In this blog I am looking at the situation where there are insufficient funds to meet the capital needs of both parties, and one person, usually the higher earner, needs to be locked out of their capital for a while to enable ends to be met. This can often result in the parties using a “Mesher” in their agreement.

The recent case of Tattersall v Tattersall* is a good working example to explain this concept. The couple were married for 10 years and had a 3 year old child, with the wife and child living in Oxford.  From the global equity pot of approximately £200,000 the wife was to be awarded just under 70% of the capital, to enable her to buy a property with a manageable mortgage, and to clear some debt.

The husband appealed on the basis that this outcome was not fair.  He argued that the wife should have given him a lump sum at a future date, to equalise the capital distribution more equally.

In terms of the mechanics of how this works, there are the mainstream options of the traditional Mesher or the deferred charge.  In a traditional Mesher, a property (usually a former matrimonial home) is held in joint names by both parties, until an agreed trigger point is reached and the property then sold, and proceeds distributed.  A standard set of trigger points might be remarriage, cohabitation for a defined period, the children reaching a certain age or point of education or sale of the property.  These are points which will be negotiated between the parties.  A deferred charge is an option where a property is either owned by or is transferred into the name of one of the parties, and the other party puts a charge against that property.  This interest is then realised at a later, defined, point and the capital is released.

There is often a perception of unfairness surrounding these orders, for both spouses.  I suppose that this is because it is an imperfect solution, for an imperfect situation.

If the carer of the child or children of the family is given residence of the family home for a restricted period, and then she or he must move out post A-levels, there can be a sense that that spouse is being viewed as a carer of children, with no spousal rights of his or her own.  To then be placed in the position of seeking a mortgage and purchasing a property with a percentage of remaining net equity can be daunting, particularly if that individual has stunted career progression as a result of their caring responsibilities over the years.

However, on the flip side, one of the spouses is going to be locked out of their capital for a significant number of years, and if there is a joint mortgage, may be unable to purchase another property if their mortgage capacity is restricted by this ongoing liability.

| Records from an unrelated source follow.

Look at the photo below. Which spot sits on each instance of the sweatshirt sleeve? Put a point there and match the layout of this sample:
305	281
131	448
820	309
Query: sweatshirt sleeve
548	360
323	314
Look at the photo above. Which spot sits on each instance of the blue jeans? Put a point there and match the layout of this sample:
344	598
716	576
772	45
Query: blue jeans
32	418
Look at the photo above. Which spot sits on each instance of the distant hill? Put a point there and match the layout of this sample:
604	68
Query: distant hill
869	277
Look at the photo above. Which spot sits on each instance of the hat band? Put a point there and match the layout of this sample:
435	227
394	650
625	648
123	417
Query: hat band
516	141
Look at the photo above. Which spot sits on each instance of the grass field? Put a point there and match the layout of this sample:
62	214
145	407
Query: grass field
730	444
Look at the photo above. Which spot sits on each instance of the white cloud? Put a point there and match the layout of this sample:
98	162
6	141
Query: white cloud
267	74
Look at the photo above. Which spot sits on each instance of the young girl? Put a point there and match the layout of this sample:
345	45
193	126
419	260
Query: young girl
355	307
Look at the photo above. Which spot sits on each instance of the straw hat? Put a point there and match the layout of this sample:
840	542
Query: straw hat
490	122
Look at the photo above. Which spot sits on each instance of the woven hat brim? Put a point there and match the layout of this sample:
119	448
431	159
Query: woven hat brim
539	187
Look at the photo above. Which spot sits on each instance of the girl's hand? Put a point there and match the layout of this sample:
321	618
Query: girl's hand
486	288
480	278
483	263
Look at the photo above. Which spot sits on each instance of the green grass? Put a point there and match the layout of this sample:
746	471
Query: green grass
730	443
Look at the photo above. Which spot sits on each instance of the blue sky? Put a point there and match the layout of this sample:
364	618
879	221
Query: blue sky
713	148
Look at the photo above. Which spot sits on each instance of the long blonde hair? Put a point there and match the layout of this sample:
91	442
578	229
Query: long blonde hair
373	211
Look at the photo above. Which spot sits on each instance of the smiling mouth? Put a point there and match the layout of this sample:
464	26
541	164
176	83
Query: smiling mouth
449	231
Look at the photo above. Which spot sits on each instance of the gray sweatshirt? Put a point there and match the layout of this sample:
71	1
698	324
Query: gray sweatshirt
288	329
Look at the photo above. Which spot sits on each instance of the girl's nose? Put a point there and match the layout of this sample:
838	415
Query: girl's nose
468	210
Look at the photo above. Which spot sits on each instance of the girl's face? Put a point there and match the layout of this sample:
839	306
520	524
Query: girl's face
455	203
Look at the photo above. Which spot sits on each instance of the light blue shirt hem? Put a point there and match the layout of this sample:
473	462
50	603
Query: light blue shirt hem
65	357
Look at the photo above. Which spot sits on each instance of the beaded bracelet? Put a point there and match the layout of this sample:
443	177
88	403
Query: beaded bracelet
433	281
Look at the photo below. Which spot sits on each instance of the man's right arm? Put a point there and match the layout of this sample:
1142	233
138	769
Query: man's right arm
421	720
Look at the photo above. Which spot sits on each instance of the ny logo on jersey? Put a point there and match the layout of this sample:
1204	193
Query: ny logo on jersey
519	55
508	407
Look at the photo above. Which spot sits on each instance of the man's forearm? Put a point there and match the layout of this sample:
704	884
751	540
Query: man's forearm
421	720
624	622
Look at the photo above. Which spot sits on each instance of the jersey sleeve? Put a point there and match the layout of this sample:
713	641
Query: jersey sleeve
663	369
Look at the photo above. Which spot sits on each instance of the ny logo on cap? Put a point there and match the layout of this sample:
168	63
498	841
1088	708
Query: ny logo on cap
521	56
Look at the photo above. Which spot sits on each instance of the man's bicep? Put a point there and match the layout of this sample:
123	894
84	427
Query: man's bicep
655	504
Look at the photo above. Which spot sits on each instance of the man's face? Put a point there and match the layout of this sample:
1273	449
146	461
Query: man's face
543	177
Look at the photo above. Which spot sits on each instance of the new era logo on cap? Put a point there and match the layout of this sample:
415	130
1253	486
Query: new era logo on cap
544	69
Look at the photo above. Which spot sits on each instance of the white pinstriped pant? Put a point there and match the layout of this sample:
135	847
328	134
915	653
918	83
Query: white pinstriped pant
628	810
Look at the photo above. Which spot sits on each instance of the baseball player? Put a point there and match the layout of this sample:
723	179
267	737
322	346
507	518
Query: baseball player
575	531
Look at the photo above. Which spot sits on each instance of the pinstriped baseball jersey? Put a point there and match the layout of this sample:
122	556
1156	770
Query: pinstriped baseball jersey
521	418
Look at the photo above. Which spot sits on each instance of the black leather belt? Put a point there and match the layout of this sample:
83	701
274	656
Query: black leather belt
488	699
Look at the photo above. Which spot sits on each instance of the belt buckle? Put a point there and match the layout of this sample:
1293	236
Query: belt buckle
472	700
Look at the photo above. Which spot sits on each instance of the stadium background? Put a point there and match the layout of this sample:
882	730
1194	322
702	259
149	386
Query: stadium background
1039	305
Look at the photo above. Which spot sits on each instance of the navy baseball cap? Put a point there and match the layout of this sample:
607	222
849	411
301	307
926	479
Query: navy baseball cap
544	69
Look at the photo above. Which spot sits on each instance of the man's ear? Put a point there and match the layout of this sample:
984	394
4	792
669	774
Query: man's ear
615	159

In the example of Tattershall, the court declined to provide the husband with a share in the wife’s property to be realised at a future date.  The point was made by the court that the wife had a day to day responsibility for the 3 year old child; the husband had a higher earning capacity (the court found it was more than double that of the wife); there was an opportunity for conflict which could arise as a result of a divorced couple having ongoing financial ties.  The court gave “consideration to the practicalities for W in the event of a Mesher order being made along the lines that H was seeking, that is that H’s share in W’s home would have to be paid to him approximately 20 years or so from now when W would be in her late fifties. In all the circumstances, in my view the judge was entitled to conclude that justice could and should be done between the parties without imposing a Mesher order.”

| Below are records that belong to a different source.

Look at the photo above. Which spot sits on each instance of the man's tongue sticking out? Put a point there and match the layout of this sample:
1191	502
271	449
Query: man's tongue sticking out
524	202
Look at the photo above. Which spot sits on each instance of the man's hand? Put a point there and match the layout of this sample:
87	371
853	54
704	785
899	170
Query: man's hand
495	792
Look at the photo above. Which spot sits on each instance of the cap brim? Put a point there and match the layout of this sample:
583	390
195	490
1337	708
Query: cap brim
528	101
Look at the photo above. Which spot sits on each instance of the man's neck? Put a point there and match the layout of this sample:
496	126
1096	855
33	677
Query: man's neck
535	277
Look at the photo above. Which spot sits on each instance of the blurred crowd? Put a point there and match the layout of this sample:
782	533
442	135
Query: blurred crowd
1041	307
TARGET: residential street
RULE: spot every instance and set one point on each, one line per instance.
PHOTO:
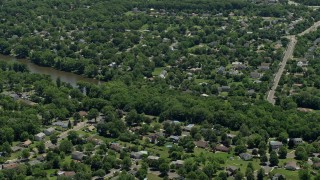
(287, 55)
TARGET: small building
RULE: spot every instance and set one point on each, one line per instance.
(83, 114)
(275, 145)
(136, 155)
(153, 138)
(231, 170)
(264, 66)
(255, 75)
(224, 89)
(91, 128)
(49, 131)
(201, 144)
(15, 148)
(66, 173)
(222, 148)
(292, 165)
(10, 166)
(39, 136)
(61, 124)
(26, 144)
(174, 139)
(316, 165)
(297, 141)
(116, 147)
(245, 156)
(302, 63)
(231, 136)
(177, 163)
(153, 158)
(278, 176)
(221, 70)
(77, 155)
(188, 127)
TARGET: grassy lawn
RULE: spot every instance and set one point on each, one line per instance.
(157, 71)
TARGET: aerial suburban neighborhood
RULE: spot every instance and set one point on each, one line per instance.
(160, 89)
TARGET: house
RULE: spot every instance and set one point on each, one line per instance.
(77, 155)
(255, 75)
(153, 138)
(231, 136)
(95, 140)
(297, 141)
(14, 96)
(26, 144)
(278, 176)
(224, 89)
(137, 155)
(188, 127)
(177, 163)
(83, 114)
(292, 165)
(34, 162)
(153, 158)
(163, 74)
(264, 66)
(275, 145)
(251, 92)
(316, 165)
(66, 173)
(222, 148)
(61, 124)
(16, 148)
(91, 128)
(302, 63)
(245, 156)
(221, 70)
(174, 139)
(10, 166)
(240, 67)
(231, 170)
(116, 147)
(39, 136)
(49, 131)
(201, 144)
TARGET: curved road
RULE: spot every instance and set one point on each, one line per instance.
(288, 54)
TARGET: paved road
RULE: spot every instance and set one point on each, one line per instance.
(64, 134)
(79, 126)
(310, 29)
(287, 55)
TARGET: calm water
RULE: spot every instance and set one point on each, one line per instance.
(53, 73)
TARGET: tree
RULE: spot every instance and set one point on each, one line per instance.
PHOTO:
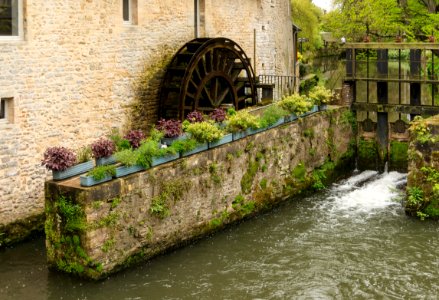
(307, 16)
(383, 18)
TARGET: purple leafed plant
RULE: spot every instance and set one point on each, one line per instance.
(195, 117)
(103, 148)
(135, 137)
(170, 128)
(58, 158)
(218, 115)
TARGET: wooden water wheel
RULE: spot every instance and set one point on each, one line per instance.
(204, 74)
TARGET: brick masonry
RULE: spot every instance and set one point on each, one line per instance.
(72, 75)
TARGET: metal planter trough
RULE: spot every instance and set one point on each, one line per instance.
(199, 148)
(252, 131)
(126, 170)
(290, 118)
(278, 122)
(90, 181)
(239, 135)
(169, 141)
(109, 160)
(73, 171)
(224, 140)
(164, 159)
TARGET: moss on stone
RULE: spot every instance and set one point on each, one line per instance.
(398, 155)
(367, 154)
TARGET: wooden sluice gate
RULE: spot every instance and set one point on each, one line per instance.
(389, 84)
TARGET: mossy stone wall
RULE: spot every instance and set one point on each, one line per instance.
(92, 232)
(423, 177)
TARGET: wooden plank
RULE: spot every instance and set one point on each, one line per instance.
(398, 108)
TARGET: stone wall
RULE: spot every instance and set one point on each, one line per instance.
(73, 77)
(95, 231)
(423, 177)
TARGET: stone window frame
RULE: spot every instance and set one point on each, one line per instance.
(20, 24)
(6, 110)
(129, 12)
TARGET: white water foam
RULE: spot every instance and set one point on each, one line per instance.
(376, 194)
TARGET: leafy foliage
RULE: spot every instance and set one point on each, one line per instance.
(218, 115)
(204, 132)
(242, 120)
(135, 137)
(58, 158)
(271, 115)
(295, 104)
(83, 154)
(100, 172)
(103, 148)
(195, 117)
(320, 95)
(170, 128)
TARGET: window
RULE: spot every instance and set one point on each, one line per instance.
(6, 110)
(129, 11)
(11, 24)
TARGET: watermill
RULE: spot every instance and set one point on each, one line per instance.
(207, 73)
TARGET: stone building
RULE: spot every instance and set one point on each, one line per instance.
(69, 70)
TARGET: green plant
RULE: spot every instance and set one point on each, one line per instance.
(182, 146)
(415, 196)
(204, 131)
(100, 172)
(271, 115)
(127, 157)
(83, 154)
(320, 95)
(295, 104)
(241, 121)
(119, 142)
(421, 131)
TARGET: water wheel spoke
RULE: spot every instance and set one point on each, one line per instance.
(203, 74)
(223, 95)
(206, 94)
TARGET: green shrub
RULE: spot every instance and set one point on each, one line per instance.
(271, 115)
(204, 132)
(182, 146)
(100, 172)
(320, 95)
(295, 104)
(127, 157)
(241, 121)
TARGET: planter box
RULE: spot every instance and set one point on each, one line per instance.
(199, 148)
(226, 139)
(169, 141)
(109, 160)
(278, 122)
(290, 118)
(323, 107)
(73, 171)
(89, 181)
(252, 131)
(239, 135)
(124, 170)
(164, 159)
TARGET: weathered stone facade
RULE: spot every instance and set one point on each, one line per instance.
(136, 217)
(423, 177)
(72, 77)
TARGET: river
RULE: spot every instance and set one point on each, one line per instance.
(352, 241)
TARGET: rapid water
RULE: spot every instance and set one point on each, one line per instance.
(352, 241)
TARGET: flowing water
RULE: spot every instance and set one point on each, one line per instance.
(352, 241)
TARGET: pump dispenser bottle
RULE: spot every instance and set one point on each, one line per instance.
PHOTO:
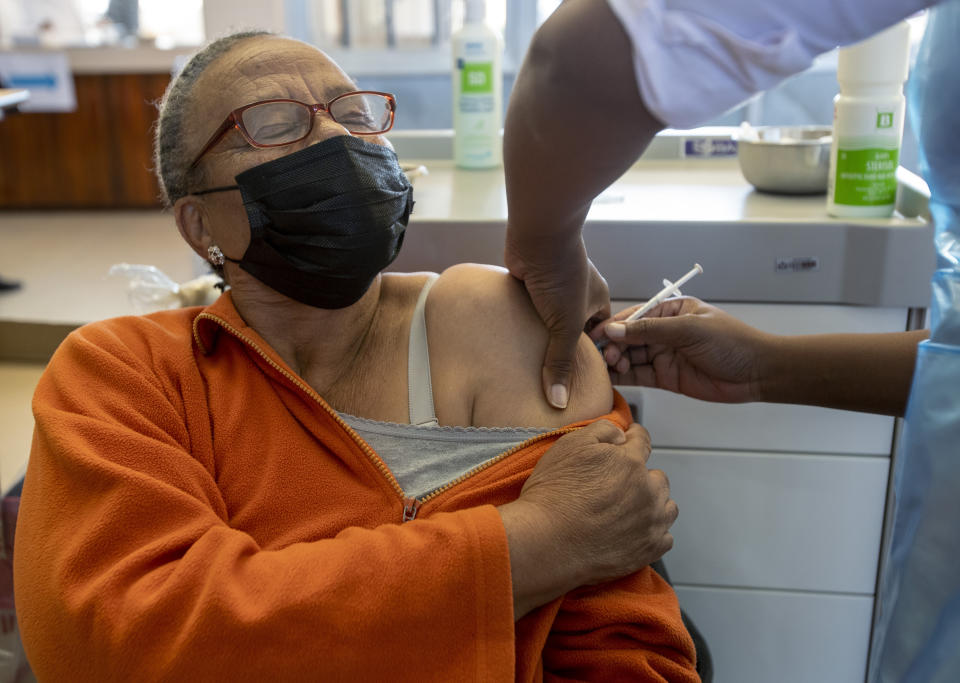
(868, 124)
(477, 91)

The specific asset set of the parties must play the determining role in whether delayed realisation of an interest in the property is fair and appropriate.  In this case the parties owned many properties, and the conclusion of the judge would result in the husband exiting the marriage with sole ownership of the property in which he was residing at the time of the hearing, and enjoying the benefit of his unencumbered higher earning capacity. However, the judge did state that “There is no doubt that some judges might have made such an order” and on another occasion, these facts could certainly have led to a Mesher or deferred charge.  Financial remedy outcomes can only be predicted within a bracket of settlement, and never more so than in these types of cases, with a limited pot, and competing needs.